Guti era Sherlock Holmes, no existe otra manera de explicarlo. La naturaleza tuvo que transgredir sus propias leyes y decidir que había que dar vida a la excéntrica, admirada y envidiada invención literaria, pero ejecutó el capricho con mucho tino. Pudo haberle hecho político, cirujano o teniente coronel, pero eligió que naciera futbolista porque, en el mundo del balompié, los genios, como le ocurría a Holmes en la Inglaterra victoriana, son siempre unos rebeldes sin causa, unos eternos incomprendidos. Y también como le ocurría a Holmes, Guti aparecía cuando le apetecía aparecer. Lo hizo ante el Sevilla en una imborrable noche de fútbol dominguero con un taconazo imposible a Zidane, lo repitió un año después ante el equipo de Hispalisnopla -topónimo delnidiano-, en un encuentro de victoria clave para que la inolvidable remontada en la segunda liga de Capello fuera posteriormente un hecho, y lo demostró cuando inventó el tacón de Dios en el área de Riazor ante Aranzubia, la jugada que ha quedado como enseña del fútbol que practicaba.
A pesar de esas cualidades, nunca llegó a asentarse como titular indiscutible, si bien Del Bosque le probó en no se sabe cuántas posiciones para buscarle un hueco en sus onces, y todos los entrenadores que vinieron después, igual que Scotland Yard con Holmes, acabaron tirando de él en algún momento de la temporada para salvar las castañas del fuego.
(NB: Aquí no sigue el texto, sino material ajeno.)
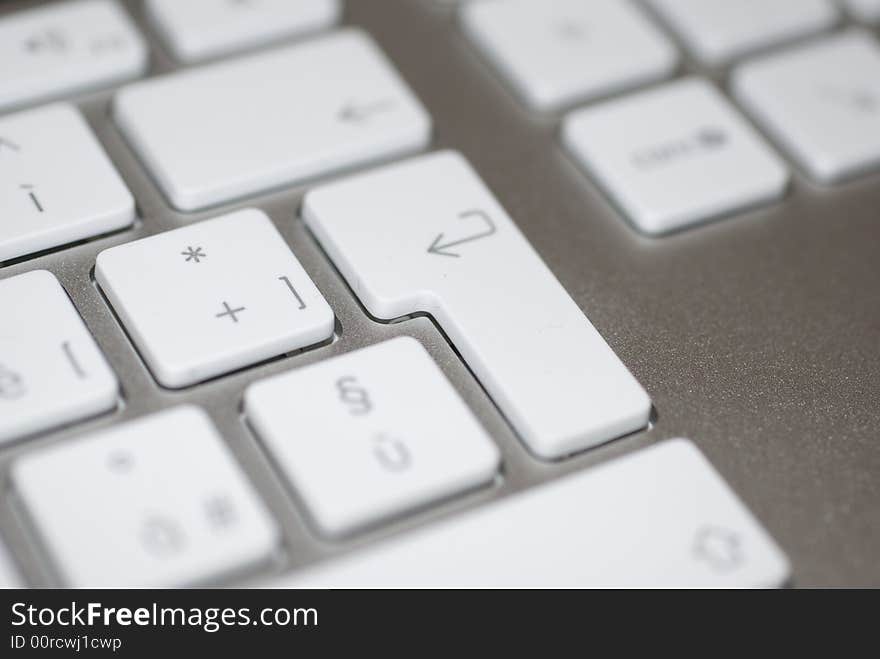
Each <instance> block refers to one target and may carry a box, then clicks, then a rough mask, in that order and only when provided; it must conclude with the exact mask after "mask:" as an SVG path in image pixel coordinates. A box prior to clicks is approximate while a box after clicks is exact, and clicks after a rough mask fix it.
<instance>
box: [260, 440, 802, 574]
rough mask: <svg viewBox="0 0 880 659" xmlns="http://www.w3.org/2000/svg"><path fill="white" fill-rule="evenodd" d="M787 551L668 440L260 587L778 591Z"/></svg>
mask: <svg viewBox="0 0 880 659" xmlns="http://www.w3.org/2000/svg"><path fill="white" fill-rule="evenodd" d="M788 573H789V566H788V561H787V559H786V557H785V555H784V554H783V553H782V552H781V551H780V550H779V548H778V547H777V546H776V545H775V543H774V542H773V540H772V539H771V538H770V537H769V536H768V535H767V533H766V531H764V529H763V528H761V526H760V524H759V523H758V522H757V521H756V520H755V518H754V517H752V515H751V514H750V513H749V511H748V510H747V509H746V508H745V506H743V504H742V503H741V502H740V501H739V500H738V499H737V497H736V495H735V494H734V493H733V492H732V491H731V490H730V488H729V487H728V486H727V485H726V484H725V483H724V481H723V480H722V479H721V478H720V477H719V475H718V474H717V473H716V472H715V470H714V469H713V468H712V466H711V465H710V464H709V463H708V462H707V461H706V459H705V458H704V457H703V456H702V454H701V453H700V452H699V450H698V449H697V448H696V447H695V446H694V445H693V444H692V443H691V442H689V441H687V440H682V439H679V440H671V441H667V442H664V443H662V444H660V445H659V446H655V447H652V448H648V449H644V450H642V451H639V452H638V453H636V454H634V455H632V456H628V457H625V458H623V459H620V460H616V461H613V462H611V463H609V464H607V465H602V466H600V467H598V468H595V469H591V470H588V471H586V472H581V473H578V474H575V475H572V476H568V477H566V478H563V479H561V480H558V481H556V482H553V483H550V484H547V485H543V486H540V487H537V488H535V489H533V490H529V491H527V492H525V493H522V494H516V495H513V496H512V497H510V498H508V499H504V500H502V501H500V502H498V503H495V504H492V505H489V506H486V507H484V508H480V509H477V510H475V511H472V512H469V513H466V514H465V515H463V516H459V517H454V518H451V519H449V520H448V521H443V522H440V523H438V524H435V525H433V526H428V527H426V528H424V529H420V530H418V531H415V532H414V533H411V534H408V535H403V536H400V537H397V538H392V539H391V540H387V541H385V542H384V543H382V544H379V545H376V546H375V547H373V548H369V549H366V550H361V551H360V552H359V553H354V554H352V555H351V556H349V557H343V558H340V559H336V560H335V561H330V562H328V563H326V564H324V565H318V566H316V567H314V568H312V569H311V570H308V569H307V570H305V571H302V572H299V573H294V574H292V575H290V576H287V577H282V578H280V579H277V578H276V579H274V580H272V581H270V582H265V583H263V584H262V585H267V586H270V587H281V588H302V587H306V588H310V587H311V588H313V587H318V588H362V587H379V588H400V587H403V588H407V587H440V588H445V587H460V588H469V587H477V588H481V587H489V588H506V587H513V588H530V587H537V588H598V587H667V588H668V587H672V588H675V587H711V588H723V587H769V586H779V585H782V584H783V583H784V582H785V581H786V579H787V578H788Z"/></svg>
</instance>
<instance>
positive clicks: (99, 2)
mask: <svg viewBox="0 0 880 659" xmlns="http://www.w3.org/2000/svg"><path fill="white" fill-rule="evenodd" d="M878 20H880V2H876V1H873V0H861V1H859V0H850V1H845V0H841V1H840V2H838V3H834V2H831V1H830V0H809V1H806V0H765V1H764V2H760V3H759V2H751V1H749V2H740V3H730V2H723V1H721V0H681V1H679V0H641V1H636V0H595V2H592V1H591V2H585V1H581V0H559V1H558V2H545V1H542V0H468V1H461V2H440V1H438V0H348V2H341V1H337V0H300V1H299V2H295V3H291V2H281V1H280V0H259V1H257V0H246V1H241V0H198V1H193V2H186V3H184V2H170V1H167V2H166V1H165V0H143V1H140V0H128V1H122V0H62V1H56V2H46V3H37V2H33V1H19V0H14V1H13V2H6V3H4V4H3V5H0V70H2V75H0V479H2V486H3V488H4V494H3V500H2V501H0V585H16V584H21V583H24V584H27V585H33V586H41V585H62V586H127V585H131V586H172V587H173V586H190V585H259V586H275V587H279V586H280V587H299V586H308V587H311V586H331V587H344V586H354V587H361V586H369V587H397V586H404V587H408V586H561V587H566V586H582V587H595V586H719V587H724V586H762V587H763V586H779V585H784V584H786V583H788V582H789V580H790V578H792V577H793V579H794V582H795V583H805V584H841V583H854V584H859V583H861V584H864V583H871V582H874V583H876V582H878V581H880V573H878V566H877V564H876V555H877V552H878V550H880V540H878V536H877V529H878V525H877V520H878V519H880V510H878V508H880V506H878V504H877V501H880V492H878V490H877V487H878V485H877V484H876V483H877V479H876V474H877V470H878V469H880V453H878V449H877V448H876V442H875V441H872V440H874V439H875V430H874V429H875V428H876V424H877V423H878V422H880V405H878V404H877V401H878V400H880V390H878V382H880V337H878V334H877V328H878V327H880V318H878V313H880V299H878V290H880V289H878V285H877V282H878V281H880V280H878V276H880V272H878V261H880V259H877V255H876V247H877V244H878V242H880V225H878V224H877V222H876V210H875V209H876V207H877V203H878V202H880V198H878V193H877V173H876V170H877V169H878V168H880V138H878V137H877V136H878V135H880V44H878V41H877V27H876V21H878ZM818 184H821V185H822V187H819V185H818ZM843 209H845V210H846V214H848V215H850V217H840V215H843V214H844V213H843ZM844 222H847V224H846V226H842V224H843V223H844ZM858 284H861V286H859V285H858ZM843 291H845V292H846V294H845V295H841V292H843ZM594 325H595V327H594ZM685 436H686V437H690V438H691V440H692V441H691V440H685V439H680V437H685ZM704 453H705V454H706V455H704ZM707 456H708V457H707ZM713 465H714V466H713ZM725 480H730V481H731V483H732V484H733V488H732V489H731V488H730V487H729V486H728V485H727V484H726V483H725ZM734 492H737V493H738V495H739V496H738V495H737V494H734ZM741 499H742V500H741ZM743 500H744V501H745V502H746V503H743ZM746 504H747V505H746ZM749 508H752V509H753V510H754V511H755V513H756V514H755V515H753V514H752V513H751V512H749ZM759 520H760V521H759ZM764 525H766V526H767V528H768V529H769V533H768V531H766V530H765V529H764ZM819 536H821V537H819ZM773 537H776V538H777V539H778V540H779V543H778V544H777V542H776V541H775V540H774V539H773ZM3 545H5V547H4V546H3ZM780 547H781V548H780ZM786 554H787V555H788V556H786ZM789 557H791V558H790V559H789Z"/></svg>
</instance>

En plena ebullición de la era galáctica, con tanta deslumbrante estrella desfilando por el Bernabéu, el mismísimo Ronaldo Nazario aseguró que Guti no estaba por debajo de ninguna de ellas, y Capello, recién llegado a la casa blanca en el verano de 2006, en una época en la que se hablaba de la presunta solidez defensiva de la que el italiano iba a conseguir dotar al equipo tras los fichajes de Diarra y Emerson, dijo algo así como que iba a tener que inventarse lo que fuera para que Guti encajara en el sistema. Él aguantó el banquillo y las cansinas críticas -incluida la odiosa comparación con Beckham, basada sólo en la coincidencia en el color del tinte- durante quince temporadas y asumió su papel de eterno suplentón –“eterna promesa”, le llamó un burlón Calderón- con madridismo y con paciencia, algo sólo posible -o casi- en otras épocas. Me imagino el primer día de cada una de las pretemporadas en las que un míster nuevo llegaba a Valdebebas, relamiéndose sólo de pensar en el rico abanico de posibilidades tácticas que le ofrecía el plantel de eminencias balompédicas, y se presentaba uno por uno a sus futbolistas. Tras estrechar la mano de Guti, este debía de parafrasear al señor Lobo de Pulp fiction, que también era un tipo práctico: “Hola, soy Jose. Soluciono problemas”.